Looking to quell a persistent dispute among constituents, the Martha’s Vineyard Regional High School committee this week voted to ask for a written legal opinion on the longstanding school district practice of accepting cash donations without requiring identification.

The issue arose earlier this year after the high school accepted two cash donations, totaling $5,000, earmarked for the legal case against Oak Bluffs over a special permit for artificial turf on a field.

The donor of $2,000 remained anonymous, while $3,000 was contributed by a named donor on behalf of an unidentified group.

Several Island residents have pushed back at the policy, with some suggesting that the school district is violating finance laws by accepting anonymous cash.

School officials have said the practice is allowed under state law and the committee wanted its attorneys to officially weigh in.

“I don’t want a narrative out there that the school district is doing illegal things,” Island superintendent of schools Richard Smith said at the school committee meeting Monday night, urging the school committee to request the written opinion and make it public.

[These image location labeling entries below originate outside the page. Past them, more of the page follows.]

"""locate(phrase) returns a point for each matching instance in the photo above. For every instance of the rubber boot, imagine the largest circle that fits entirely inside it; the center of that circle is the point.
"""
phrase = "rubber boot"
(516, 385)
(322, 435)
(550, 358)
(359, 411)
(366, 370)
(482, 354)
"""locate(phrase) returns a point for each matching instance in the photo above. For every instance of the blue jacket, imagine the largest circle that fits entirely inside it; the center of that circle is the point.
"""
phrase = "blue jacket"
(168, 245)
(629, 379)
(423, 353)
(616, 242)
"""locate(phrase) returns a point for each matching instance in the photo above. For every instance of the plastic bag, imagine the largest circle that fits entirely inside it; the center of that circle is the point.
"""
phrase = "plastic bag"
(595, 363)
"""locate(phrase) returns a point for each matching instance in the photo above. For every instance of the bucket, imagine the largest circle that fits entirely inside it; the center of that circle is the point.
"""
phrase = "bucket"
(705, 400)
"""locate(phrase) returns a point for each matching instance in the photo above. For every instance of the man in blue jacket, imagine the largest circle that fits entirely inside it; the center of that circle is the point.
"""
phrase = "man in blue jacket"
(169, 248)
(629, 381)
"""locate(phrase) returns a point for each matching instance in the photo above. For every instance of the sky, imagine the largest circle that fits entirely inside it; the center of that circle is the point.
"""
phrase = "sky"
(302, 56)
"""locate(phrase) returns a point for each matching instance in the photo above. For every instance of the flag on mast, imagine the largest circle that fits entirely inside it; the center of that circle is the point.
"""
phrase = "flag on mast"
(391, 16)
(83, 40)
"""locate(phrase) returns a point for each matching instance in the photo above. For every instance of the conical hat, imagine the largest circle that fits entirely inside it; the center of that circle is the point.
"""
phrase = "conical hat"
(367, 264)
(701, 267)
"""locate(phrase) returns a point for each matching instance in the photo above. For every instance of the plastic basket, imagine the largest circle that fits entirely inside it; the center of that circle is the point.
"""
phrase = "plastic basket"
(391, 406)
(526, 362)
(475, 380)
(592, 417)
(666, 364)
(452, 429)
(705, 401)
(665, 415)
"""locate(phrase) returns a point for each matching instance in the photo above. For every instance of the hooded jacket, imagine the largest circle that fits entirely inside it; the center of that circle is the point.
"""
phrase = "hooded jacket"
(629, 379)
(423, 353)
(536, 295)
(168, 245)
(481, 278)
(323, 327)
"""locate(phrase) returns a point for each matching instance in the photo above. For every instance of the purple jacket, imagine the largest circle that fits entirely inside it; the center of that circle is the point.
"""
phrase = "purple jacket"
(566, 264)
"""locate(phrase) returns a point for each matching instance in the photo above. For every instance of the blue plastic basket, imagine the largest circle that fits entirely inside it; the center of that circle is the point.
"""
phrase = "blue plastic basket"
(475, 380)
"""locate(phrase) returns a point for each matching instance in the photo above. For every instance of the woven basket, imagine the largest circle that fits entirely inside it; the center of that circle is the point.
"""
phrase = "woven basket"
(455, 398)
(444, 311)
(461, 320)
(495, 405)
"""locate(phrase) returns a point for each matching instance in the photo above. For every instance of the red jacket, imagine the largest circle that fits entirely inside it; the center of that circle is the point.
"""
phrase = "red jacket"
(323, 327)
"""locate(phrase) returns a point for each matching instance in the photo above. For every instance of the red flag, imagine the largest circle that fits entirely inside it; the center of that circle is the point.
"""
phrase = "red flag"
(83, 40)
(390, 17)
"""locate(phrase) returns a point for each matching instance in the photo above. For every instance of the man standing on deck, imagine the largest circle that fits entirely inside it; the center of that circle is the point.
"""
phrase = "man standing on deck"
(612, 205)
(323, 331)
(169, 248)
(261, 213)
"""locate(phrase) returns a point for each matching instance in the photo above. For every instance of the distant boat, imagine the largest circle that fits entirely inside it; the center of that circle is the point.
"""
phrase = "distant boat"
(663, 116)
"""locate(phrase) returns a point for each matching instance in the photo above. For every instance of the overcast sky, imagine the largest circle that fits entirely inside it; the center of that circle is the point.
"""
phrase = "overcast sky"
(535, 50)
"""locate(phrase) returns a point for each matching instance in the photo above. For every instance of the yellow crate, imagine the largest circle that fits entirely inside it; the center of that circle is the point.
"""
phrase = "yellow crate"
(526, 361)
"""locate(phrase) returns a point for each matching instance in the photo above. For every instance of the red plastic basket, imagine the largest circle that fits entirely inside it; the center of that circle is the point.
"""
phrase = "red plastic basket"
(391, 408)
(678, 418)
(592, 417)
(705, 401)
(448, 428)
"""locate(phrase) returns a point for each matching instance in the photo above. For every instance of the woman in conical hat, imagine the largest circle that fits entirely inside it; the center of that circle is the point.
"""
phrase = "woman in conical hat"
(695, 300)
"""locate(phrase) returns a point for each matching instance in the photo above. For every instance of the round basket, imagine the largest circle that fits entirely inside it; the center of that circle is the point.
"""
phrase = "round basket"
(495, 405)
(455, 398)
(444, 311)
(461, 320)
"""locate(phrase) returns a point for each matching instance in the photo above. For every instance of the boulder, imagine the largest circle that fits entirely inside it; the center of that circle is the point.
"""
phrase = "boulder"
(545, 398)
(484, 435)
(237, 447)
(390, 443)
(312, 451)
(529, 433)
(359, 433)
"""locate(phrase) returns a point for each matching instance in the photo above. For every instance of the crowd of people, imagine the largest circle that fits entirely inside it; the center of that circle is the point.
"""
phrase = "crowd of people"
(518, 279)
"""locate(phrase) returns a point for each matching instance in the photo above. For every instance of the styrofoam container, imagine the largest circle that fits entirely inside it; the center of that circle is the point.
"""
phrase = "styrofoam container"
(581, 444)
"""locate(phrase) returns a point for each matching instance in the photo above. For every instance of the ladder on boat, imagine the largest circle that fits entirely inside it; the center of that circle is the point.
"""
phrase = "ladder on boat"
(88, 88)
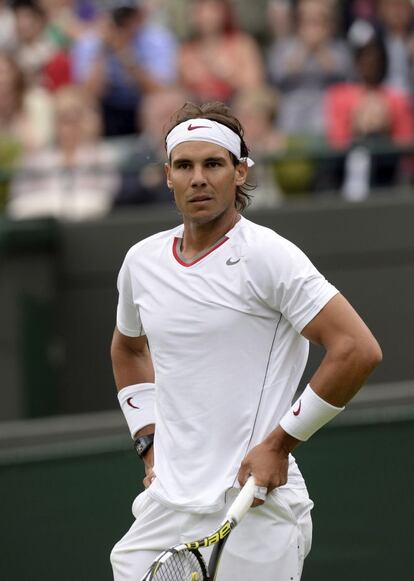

The Island district will use money from its 2024 legal budget to pay for the written opinion from Murphy, Lamere and Murphy, the education law firm whose attorneys earlier this year verbally advised Mr. Smith that anonymous cash donations are a common and acceptable practice for schools.

At Monday’s committee meeting, school committee member Jeffrey (Skipper) Manter recommended using the remaining money from the controversial donations to pay for the opinion, but found little support for the idea.

Schools around the Island have long accepted cash donations with no questions asked, Mr. Smith said, making it a district-wide practice and not specifically related to the turf suit donations.